Over the holidays I sat down with the Author of The Butterfly Soldier, Freya to see what she thought of what I’d done so far.
In general, we both thought that getting too literally could make it look very comical which would completely take away from the serious nature of the story. We also thought it best to avoid clichéd imagery when designing it.
Because I only have a few sketches I showed her my original brainstorm first.
She liked everything except for the ideas for the fourth paragraph. We both agreed that they all sounded cliché and amateurish, like something an angst 14 year old would draw so those were scrapped. But then we both began to struggle with what we wanted from that paragraph. Freya said the line she felt was most important was the one about the silverware so I think that’ll be a focus going forwards.
The next one I showed her was this one which she completely loved. However she wanted to remove all colour except on the wings so I’ll have to redraft it that way and see how it works.

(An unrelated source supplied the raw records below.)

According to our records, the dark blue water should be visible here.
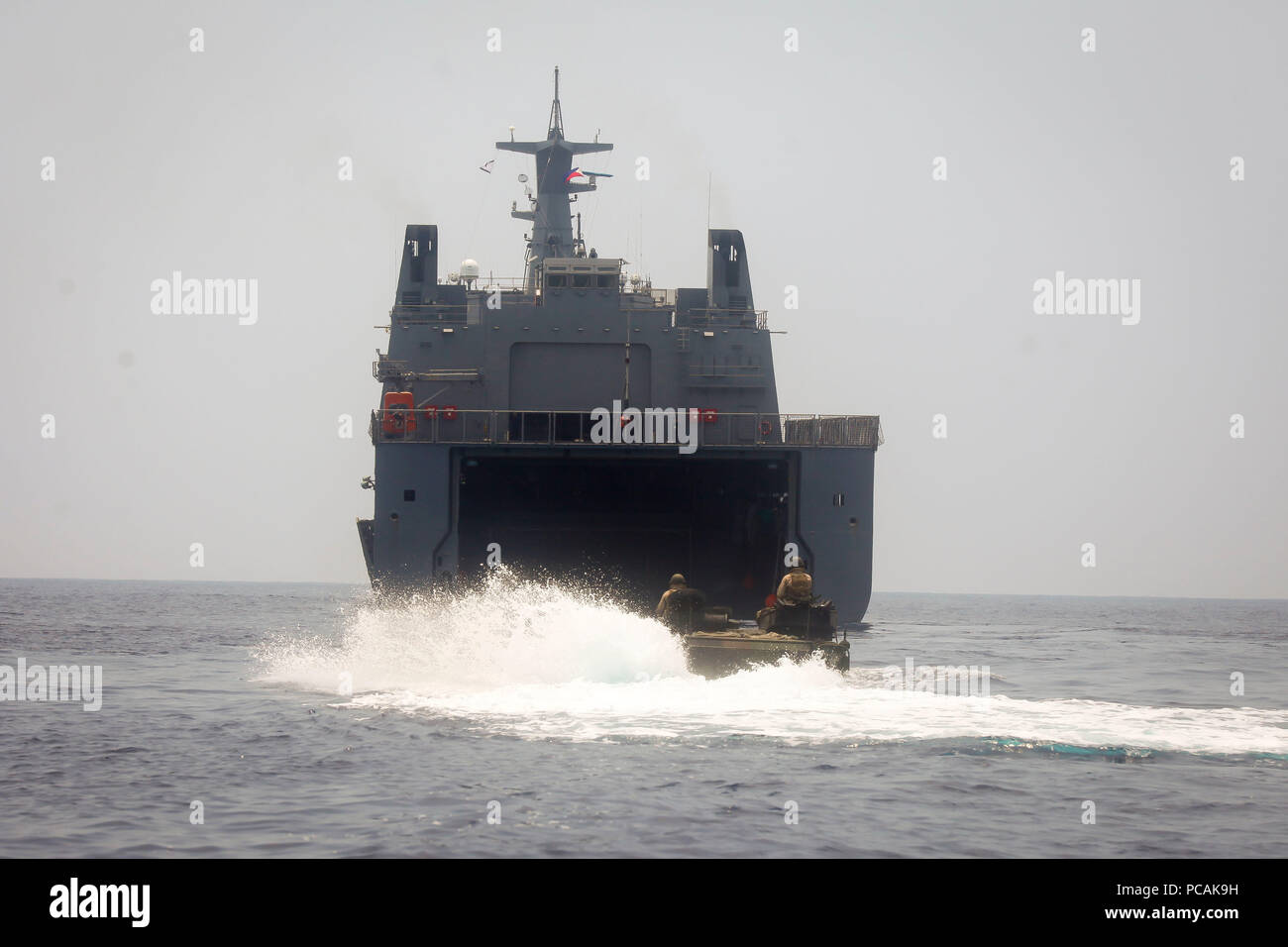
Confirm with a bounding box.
[0,579,1288,857]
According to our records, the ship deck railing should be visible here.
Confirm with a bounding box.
[370,406,885,450]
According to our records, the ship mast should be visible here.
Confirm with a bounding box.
[496,67,613,292]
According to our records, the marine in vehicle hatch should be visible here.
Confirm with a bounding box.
[756,559,836,638]
[657,573,707,631]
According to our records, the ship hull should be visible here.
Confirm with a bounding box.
[360,442,875,626]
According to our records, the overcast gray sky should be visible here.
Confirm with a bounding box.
[0,0,1288,598]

Freya also loved this one but she said it took her a minute to realise that the smoke was in the shape of lungs and suggested rotating them so they were correctly orientated as that would make it more apparent.
When I showed her this one, we both weren’t sure about the text on the mirror. It didn’t quite fit as in the piece, the liver is the only one that is apologetic for leaving, it needs to be a bit more sentimental. We agreed it needed to be changed to ‘I’m sorry’, keeping it simple but still echoing the sentiment.
In general, colour seems to be working, but only in small, carefully considered segments and only in places significant to the story.
Talking to Freya gave me a new perspective on what I’d drawn, it was good to both get a fresh pair of eyes and see if I was representing her work the way she wanted me to.